Is this cultural appropriation? And why did it make me so mad? (It’s not an $800 turban, after all.) Frankly, seeing this stuff hurts. For me, Indian culture wasn’t always seen as “cool,” and if you never got harassed for it, you shouldn’t get to use it as a beach accessory.
Ng’weno says “there’s no clear answer” to the cultural-appropriation question that pops up over and over again, like when Kendall Jenner tries cornrows. The real question, she says, is “what damage does it do?” Real cultural appropriation is when people want the art but not the culture that goes with it — or, worse, the people who go with the culture, she explains. “Ethnic is chic when it’s not combined with the people.” This is “an important complaint,” Ng’weno explains. “It’s about marking the ways that discrimination works.”
Still, she adds, “I don’t think any style comes from nowhere.” She compares clothing like this to tamarind, a fruit I know from Indian cooking but which actually came from East Africa, and she asks if its origin needs to be acknowledged every time we cook with it.

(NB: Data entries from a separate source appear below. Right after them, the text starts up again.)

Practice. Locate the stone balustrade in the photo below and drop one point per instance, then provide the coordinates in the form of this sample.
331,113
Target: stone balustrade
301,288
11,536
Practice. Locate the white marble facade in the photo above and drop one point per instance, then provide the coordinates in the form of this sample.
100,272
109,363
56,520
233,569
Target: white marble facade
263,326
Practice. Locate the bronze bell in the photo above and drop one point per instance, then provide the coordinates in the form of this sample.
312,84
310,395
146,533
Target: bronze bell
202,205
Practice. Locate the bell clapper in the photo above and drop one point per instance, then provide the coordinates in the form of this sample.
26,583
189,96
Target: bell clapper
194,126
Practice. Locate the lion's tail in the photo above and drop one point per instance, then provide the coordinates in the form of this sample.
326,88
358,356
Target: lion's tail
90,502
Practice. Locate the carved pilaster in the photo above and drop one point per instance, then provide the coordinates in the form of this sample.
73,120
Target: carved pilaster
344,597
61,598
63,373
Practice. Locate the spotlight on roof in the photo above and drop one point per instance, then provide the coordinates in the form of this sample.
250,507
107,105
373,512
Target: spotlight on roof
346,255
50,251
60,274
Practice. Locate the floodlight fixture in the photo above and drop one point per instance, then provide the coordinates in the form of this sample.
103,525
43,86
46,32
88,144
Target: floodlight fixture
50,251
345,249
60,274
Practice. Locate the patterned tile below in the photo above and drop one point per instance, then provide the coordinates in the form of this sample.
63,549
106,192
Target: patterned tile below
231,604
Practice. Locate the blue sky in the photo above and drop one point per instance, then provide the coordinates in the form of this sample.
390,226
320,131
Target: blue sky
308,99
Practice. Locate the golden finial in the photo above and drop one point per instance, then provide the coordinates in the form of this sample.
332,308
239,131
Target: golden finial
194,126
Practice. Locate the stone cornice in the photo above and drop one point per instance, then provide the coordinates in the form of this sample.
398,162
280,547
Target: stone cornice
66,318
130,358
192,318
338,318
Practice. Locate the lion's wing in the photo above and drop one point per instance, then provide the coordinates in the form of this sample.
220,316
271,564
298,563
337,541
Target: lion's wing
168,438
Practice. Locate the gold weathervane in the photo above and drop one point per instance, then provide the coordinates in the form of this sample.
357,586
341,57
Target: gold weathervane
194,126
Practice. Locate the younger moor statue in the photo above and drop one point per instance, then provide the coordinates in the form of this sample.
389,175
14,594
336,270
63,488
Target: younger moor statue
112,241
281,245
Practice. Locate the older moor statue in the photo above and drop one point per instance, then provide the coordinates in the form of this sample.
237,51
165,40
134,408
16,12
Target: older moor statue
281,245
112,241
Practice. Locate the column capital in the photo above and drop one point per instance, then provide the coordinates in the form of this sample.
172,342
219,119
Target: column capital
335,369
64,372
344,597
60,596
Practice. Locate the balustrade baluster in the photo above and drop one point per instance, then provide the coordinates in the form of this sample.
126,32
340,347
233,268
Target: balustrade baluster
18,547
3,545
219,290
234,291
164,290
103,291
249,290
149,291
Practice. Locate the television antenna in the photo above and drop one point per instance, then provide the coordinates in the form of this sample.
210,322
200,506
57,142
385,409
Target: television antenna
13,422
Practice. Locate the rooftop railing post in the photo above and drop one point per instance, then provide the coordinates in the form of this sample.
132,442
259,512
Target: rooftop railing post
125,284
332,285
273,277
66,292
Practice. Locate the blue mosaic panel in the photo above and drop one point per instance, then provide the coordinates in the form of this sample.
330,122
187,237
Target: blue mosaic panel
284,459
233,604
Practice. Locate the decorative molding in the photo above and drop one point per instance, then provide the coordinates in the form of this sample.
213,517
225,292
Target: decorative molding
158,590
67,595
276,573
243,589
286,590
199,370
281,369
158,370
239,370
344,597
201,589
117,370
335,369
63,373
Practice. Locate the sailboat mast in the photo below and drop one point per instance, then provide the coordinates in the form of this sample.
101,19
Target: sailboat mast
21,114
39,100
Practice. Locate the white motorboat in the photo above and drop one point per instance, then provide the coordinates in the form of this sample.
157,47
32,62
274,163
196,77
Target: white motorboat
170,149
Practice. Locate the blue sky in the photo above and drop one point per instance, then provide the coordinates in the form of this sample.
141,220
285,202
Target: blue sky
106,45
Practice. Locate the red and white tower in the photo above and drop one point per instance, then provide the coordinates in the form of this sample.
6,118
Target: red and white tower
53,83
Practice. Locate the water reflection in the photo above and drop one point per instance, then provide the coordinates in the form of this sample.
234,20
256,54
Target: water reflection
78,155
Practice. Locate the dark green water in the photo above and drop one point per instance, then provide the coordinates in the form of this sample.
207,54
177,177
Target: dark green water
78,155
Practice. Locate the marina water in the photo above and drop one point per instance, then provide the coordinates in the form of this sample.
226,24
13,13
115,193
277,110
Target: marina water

Damn, I feel seen. But it’s eye-opening, because as I start to see the kurta’s influence bleed into modern American style more and more, I honestly don’t hate it.
Case in point…
That Really Long Shirt You See Everywhere
Walking home most days, I see a kurta-inspired shape in Manhattan’s trendy SoHo neighborhood: the long-line tee. It’s a dress-like T-shirt with a fitted top and a flowing, exaggerated hemline, itself a slim-fit version of the XXXL tall tee of the later aughts. Hypebeasts often pair it with skinny jeans, an outfit mainstreamed by stylish contrarian Kanye West. Just look at this long-ass shirt available at Asos and tell me it’s not a kurta by another name.
Where have you seen this before? Likely on comedian Dave Chappelle, who walks through a desert in a long-line tee and leather pants in the trailer for his third Netflix special, Sticks and Stones.
The silhouette may be similar to a kurta, but I’m still working on wearing a “real” kurta on the street here. I worry I might look like a viral marketing prop for turmeric lattes marketed to a group of white tourists outside of Kate Spade.
I know that’s unfair, but in the end, it all comes back to my deep-seated fear of standing out. In the story of every first-generation American immigrant, there’s an account of being embarrassed by their traditional ancestral clothing; it’s usually in the same chapter as bringing “smelly” food to school. And just as I regret not taking some chicken curry to school to flex on my pale classmates whose faces were stained with SpaghettiOs, I wish I’d embraced this sartorial part of my heritage long ago.
It’s too late for me to capitalize on my culture with a food truck, but I can at least figure out how to wear a kurta with pride.